Understanding variance and standard deviation

Question

I get that the variance of a random variable X is the expected value of the squared deviation from its mean, and the standard deviation is just the square root of that. Can you interpret the standard deviation as the absolute average deviation from the mean? Is the variance defined as such because if we defined the standard deviation as the expected value of X - E(X), we would get 0?

Answer 1

The average deviation from the mean is $0$, that is $E[X-\mu]=0$, and so, taken literally, the absolute average deviation is also $0$. Changing your question slightly to

Can you interpret the standard deviation as the average absolute deviation from the mean?

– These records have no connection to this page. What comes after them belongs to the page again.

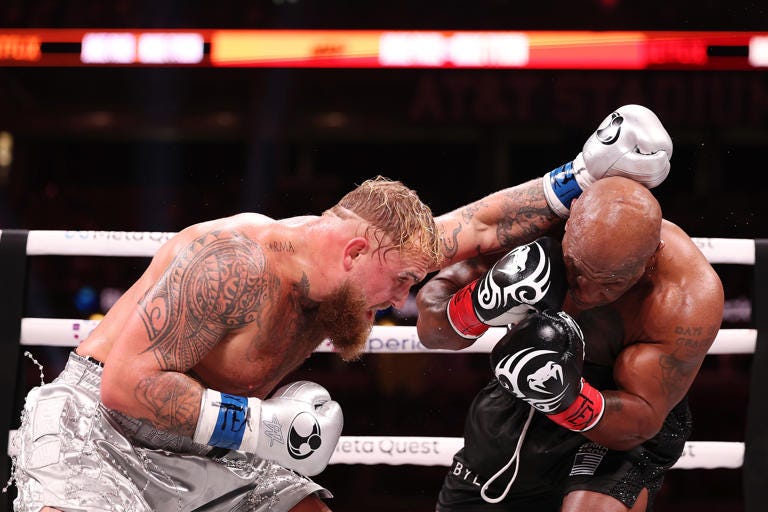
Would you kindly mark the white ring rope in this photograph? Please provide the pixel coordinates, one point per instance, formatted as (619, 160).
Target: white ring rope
(397, 339)
(146, 243)
(439, 451)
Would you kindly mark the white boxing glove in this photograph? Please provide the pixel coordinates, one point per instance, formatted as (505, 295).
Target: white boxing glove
(631, 142)
(298, 427)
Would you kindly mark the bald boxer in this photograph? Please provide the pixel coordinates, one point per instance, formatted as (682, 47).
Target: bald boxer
(630, 142)
(169, 404)
(587, 410)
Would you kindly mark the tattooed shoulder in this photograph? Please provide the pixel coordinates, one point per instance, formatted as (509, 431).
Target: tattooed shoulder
(218, 282)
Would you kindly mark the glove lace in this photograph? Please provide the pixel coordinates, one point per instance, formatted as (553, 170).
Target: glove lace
(514, 459)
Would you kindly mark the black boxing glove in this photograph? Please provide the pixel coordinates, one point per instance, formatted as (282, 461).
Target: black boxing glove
(528, 278)
(540, 360)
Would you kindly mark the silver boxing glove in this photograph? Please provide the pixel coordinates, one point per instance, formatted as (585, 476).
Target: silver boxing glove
(298, 427)
(630, 142)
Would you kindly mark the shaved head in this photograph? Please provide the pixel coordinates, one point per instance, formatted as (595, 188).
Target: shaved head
(615, 226)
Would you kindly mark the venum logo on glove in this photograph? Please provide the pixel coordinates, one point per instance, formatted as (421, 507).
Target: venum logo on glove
(303, 436)
(532, 375)
(609, 132)
(530, 289)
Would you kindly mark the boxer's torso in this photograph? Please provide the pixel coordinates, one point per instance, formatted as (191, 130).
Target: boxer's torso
(271, 336)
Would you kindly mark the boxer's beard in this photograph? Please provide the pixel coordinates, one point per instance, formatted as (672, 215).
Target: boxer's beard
(344, 321)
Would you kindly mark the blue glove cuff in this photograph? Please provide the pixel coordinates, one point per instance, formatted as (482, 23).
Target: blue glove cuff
(563, 183)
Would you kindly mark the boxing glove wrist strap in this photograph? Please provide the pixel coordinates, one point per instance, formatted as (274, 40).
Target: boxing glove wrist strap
(584, 413)
(561, 187)
(225, 421)
(462, 316)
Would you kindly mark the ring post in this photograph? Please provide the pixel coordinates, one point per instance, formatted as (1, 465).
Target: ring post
(756, 440)
(13, 265)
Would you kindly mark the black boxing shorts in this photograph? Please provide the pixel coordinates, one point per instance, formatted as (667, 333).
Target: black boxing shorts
(553, 461)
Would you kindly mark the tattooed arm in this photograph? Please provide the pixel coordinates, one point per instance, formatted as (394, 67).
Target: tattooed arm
(200, 287)
(498, 222)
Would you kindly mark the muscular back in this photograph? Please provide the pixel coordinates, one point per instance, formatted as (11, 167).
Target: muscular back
(222, 302)
(656, 337)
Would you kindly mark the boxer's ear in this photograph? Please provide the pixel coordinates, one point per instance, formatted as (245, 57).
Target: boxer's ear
(354, 248)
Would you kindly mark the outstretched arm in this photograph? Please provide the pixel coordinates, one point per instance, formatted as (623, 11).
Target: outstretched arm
(630, 142)
(496, 223)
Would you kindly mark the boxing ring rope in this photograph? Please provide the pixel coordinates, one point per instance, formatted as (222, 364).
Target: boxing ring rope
(370, 450)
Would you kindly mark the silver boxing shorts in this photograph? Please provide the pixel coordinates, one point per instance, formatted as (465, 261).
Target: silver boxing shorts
(77, 455)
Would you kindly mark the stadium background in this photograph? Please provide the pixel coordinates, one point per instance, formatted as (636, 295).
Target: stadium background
(156, 149)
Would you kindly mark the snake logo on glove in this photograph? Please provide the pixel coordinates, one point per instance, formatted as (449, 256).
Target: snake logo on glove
(609, 133)
(530, 373)
(534, 267)
(303, 436)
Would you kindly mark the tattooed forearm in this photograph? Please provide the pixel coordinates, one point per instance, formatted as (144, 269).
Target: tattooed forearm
(450, 247)
(470, 210)
(172, 400)
(281, 246)
(218, 283)
(526, 216)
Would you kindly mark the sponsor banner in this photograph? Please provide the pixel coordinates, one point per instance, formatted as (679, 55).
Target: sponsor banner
(95, 243)
(396, 450)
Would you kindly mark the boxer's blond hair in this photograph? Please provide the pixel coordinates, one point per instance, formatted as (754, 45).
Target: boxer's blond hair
(396, 218)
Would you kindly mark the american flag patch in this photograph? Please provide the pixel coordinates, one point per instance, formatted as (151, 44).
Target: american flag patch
(587, 459)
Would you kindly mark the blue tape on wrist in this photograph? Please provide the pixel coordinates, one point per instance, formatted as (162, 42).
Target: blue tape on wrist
(231, 423)
(564, 184)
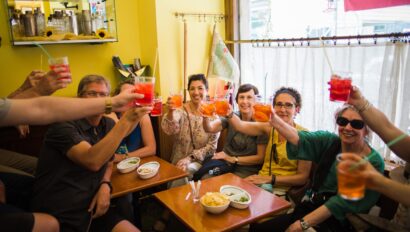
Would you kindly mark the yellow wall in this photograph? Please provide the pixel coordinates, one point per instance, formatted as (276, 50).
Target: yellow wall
(170, 32)
(142, 26)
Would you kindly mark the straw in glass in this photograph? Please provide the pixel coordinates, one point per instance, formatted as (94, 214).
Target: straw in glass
(389, 144)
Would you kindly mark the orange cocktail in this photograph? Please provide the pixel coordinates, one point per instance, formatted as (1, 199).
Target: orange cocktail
(262, 112)
(177, 100)
(145, 86)
(207, 108)
(350, 184)
(157, 110)
(222, 106)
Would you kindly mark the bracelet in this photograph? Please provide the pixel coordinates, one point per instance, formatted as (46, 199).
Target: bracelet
(365, 107)
(236, 160)
(229, 116)
(108, 105)
(108, 183)
(273, 180)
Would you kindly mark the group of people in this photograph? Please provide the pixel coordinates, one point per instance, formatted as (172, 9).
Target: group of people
(71, 190)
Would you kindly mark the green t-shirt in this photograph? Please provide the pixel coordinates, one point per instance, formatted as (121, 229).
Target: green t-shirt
(311, 147)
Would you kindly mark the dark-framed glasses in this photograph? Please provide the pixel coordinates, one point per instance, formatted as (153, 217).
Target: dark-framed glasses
(95, 94)
(355, 123)
(287, 105)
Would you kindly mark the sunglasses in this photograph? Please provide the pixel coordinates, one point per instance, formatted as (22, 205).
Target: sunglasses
(355, 123)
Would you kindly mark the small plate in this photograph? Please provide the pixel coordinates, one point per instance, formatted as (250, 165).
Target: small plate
(239, 198)
(148, 170)
(128, 165)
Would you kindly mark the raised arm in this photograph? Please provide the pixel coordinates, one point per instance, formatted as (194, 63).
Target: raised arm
(45, 110)
(93, 157)
(148, 139)
(380, 124)
(249, 128)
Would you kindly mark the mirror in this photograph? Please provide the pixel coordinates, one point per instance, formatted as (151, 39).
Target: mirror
(72, 20)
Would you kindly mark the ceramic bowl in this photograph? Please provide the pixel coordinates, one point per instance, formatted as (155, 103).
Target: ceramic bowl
(128, 165)
(148, 170)
(238, 197)
(214, 202)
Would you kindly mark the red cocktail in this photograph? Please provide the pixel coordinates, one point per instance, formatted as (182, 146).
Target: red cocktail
(145, 86)
(339, 88)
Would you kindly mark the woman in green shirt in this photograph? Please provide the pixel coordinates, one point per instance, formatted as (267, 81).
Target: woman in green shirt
(322, 208)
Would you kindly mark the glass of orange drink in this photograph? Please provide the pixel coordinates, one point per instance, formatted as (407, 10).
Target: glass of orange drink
(222, 105)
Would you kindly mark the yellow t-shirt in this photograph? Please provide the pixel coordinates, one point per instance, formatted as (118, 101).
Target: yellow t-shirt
(284, 166)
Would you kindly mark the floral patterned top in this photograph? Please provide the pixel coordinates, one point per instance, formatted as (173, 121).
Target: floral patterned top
(204, 143)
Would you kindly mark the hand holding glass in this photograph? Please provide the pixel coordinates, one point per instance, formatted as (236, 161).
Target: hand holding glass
(145, 86)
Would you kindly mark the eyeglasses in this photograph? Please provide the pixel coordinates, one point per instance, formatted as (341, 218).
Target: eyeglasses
(287, 105)
(95, 94)
(355, 123)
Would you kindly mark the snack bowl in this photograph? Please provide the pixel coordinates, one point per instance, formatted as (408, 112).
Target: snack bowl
(128, 165)
(239, 198)
(214, 202)
(148, 170)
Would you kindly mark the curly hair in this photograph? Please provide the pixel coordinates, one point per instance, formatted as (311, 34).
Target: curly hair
(292, 92)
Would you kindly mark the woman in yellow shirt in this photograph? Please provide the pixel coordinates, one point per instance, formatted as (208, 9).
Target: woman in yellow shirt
(278, 173)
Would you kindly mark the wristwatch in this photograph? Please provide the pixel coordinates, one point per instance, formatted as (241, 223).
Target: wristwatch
(304, 224)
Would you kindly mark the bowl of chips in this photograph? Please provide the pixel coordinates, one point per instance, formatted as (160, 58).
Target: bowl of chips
(148, 170)
(128, 165)
(214, 202)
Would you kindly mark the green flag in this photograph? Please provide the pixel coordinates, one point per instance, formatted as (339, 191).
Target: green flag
(222, 65)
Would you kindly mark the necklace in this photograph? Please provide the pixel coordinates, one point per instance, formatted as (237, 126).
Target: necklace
(194, 109)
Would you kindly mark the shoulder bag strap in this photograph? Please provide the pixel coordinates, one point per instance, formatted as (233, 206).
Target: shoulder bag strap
(190, 129)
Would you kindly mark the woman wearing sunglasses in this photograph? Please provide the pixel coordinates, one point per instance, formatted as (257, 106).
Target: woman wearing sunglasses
(278, 173)
(321, 207)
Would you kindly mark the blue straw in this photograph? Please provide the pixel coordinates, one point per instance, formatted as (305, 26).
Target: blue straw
(44, 50)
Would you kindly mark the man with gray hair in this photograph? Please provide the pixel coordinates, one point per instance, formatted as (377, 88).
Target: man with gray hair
(75, 165)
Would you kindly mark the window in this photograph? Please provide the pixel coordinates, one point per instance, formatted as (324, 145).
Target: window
(381, 70)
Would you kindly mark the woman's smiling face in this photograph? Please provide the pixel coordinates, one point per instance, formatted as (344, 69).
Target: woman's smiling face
(246, 100)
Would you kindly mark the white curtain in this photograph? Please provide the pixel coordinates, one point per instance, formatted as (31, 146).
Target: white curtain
(382, 72)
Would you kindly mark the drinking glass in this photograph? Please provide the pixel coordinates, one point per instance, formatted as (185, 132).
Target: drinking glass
(262, 109)
(61, 63)
(157, 110)
(145, 86)
(222, 105)
(340, 84)
(350, 184)
(176, 97)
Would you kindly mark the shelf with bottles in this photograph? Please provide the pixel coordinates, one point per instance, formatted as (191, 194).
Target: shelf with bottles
(61, 22)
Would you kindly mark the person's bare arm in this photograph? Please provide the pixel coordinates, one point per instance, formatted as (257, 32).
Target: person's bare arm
(148, 139)
(380, 124)
(45, 110)
(249, 128)
(94, 157)
(39, 83)
(314, 218)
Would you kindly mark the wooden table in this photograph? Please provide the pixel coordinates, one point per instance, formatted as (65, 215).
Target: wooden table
(196, 218)
(130, 182)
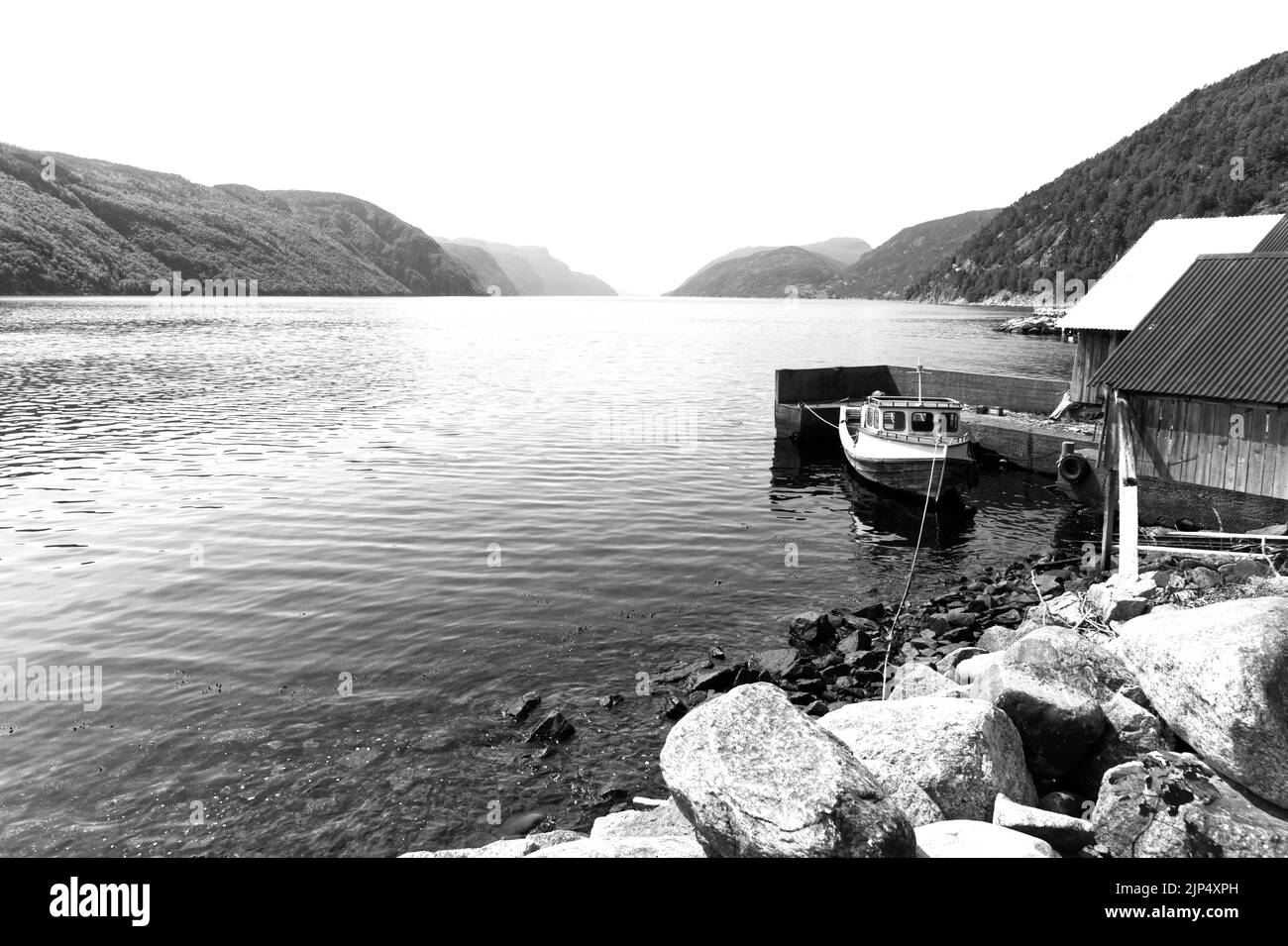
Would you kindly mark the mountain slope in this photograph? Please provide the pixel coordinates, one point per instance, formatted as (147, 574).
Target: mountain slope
(844, 250)
(761, 274)
(888, 270)
(484, 266)
(111, 229)
(536, 273)
(1179, 164)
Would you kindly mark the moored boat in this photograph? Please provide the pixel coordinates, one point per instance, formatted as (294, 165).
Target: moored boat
(910, 444)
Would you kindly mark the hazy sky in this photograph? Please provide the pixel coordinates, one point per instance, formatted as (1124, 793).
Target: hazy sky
(635, 141)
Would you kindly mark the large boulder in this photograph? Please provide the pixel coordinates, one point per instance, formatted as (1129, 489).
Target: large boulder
(905, 793)
(1064, 654)
(1172, 804)
(665, 820)
(1219, 678)
(978, 839)
(1061, 832)
(756, 778)
(1057, 723)
(962, 752)
(1129, 730)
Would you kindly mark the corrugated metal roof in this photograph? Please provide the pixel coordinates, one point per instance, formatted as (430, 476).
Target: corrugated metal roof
(1220, 332)
(1275, 241)
(1164, 252)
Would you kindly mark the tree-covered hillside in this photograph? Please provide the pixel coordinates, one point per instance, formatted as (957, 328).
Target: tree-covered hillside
(1223, 151)
(89, 227)
(888, 270)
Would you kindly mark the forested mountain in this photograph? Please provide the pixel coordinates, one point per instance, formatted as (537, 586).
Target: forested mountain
(888, 270)
(89, 227)
(763, 274)
(1223, 151)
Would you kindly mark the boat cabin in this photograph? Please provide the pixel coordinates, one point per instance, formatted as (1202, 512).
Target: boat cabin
(911, 417)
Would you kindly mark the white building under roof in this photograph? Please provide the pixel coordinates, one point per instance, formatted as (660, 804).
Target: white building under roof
(1140, 278)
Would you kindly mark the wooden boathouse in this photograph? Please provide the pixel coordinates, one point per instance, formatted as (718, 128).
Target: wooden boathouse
(1206, 377)
(1198, 392)
(1137, 280)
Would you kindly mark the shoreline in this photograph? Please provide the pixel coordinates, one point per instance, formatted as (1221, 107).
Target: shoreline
(855, 661)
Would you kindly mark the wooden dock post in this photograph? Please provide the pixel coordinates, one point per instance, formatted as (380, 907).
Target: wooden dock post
(1128, 516)
(1108, 460)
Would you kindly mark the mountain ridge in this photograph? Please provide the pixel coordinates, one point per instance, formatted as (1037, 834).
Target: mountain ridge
(1222, 151)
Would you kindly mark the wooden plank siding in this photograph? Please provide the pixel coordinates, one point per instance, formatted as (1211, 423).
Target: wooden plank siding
(1094, 348)
(1190, 442)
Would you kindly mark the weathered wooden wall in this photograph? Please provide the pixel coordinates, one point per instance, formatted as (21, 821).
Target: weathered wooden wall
(1194, 442)
(1093, 349)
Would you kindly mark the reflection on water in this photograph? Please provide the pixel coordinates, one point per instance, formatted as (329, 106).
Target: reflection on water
(235, 508)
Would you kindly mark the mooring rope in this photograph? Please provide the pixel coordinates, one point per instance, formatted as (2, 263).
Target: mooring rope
(915, 550)
(912, 569)
(837, 426)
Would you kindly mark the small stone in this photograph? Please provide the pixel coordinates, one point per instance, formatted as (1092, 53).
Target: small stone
(1061, 832)
(520, 708)
(520, 824)
(553, 729)
(977, 839)
(1064, 803)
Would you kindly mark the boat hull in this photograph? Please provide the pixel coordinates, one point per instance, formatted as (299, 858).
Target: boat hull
(941, 472)
(952, 476)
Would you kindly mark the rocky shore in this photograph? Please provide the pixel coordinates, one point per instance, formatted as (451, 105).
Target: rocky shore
(1037, 323)
(1033, 710)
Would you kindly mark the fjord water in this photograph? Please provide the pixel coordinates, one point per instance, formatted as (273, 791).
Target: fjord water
(243, 510)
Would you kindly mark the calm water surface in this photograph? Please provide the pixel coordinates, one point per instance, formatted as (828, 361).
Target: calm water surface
(450, 502)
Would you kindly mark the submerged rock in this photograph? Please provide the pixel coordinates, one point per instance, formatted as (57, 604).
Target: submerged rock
(759, 779)
(553, 729)
(520, 708)
(665, 820)
(1061, 832)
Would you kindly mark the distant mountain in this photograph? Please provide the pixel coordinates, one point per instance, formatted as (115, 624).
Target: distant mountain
(844, 250)
(1222, 151)
(763, 274)
(98, 228)
(893, 266)
(532, 270)
(484, 266)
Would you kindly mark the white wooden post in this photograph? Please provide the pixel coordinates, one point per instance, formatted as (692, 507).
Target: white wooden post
(1128, 508)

No, $E[|X-\mu|]$ is not the standard deviation, that is, $$\sigma = \sqrt{E[(X-\mu)^2]} \neq E[|X-\mu|].$$

Answer 2

The standard deviation is at least as large as the mean absolute deviation: The function $\varphi(z) = z^2$ is strictly convex over non-negative argument values; from Jensen's inequality it follows that:

$$\mathbb{V}(X)=\mathbb{E}\Big((X-\mu)^2\Big) = \mathbb{E}\Big(\varphi(|X-\mu|)\Big) \geqslant \varphi\Big(\mathbb{E}(|X-\mu|)\Big) = \mathbb{E}(|X-\mu|)^2,$$

with the inequality being strict unless $\mathbb{V}(|X-\mu|)=0$. It follows that $\mathbb{S}(X) \geqslant \mathbb{V}(|X-\mu|)$, with the inequality being strict unless $\mathbb{V}(|X-\mu|)=0$. So as you can see, unless it is equal to zero (i.e., for a random variable with a point mass distribution), the standard deviation is strictly greater than the mean absolute deviation.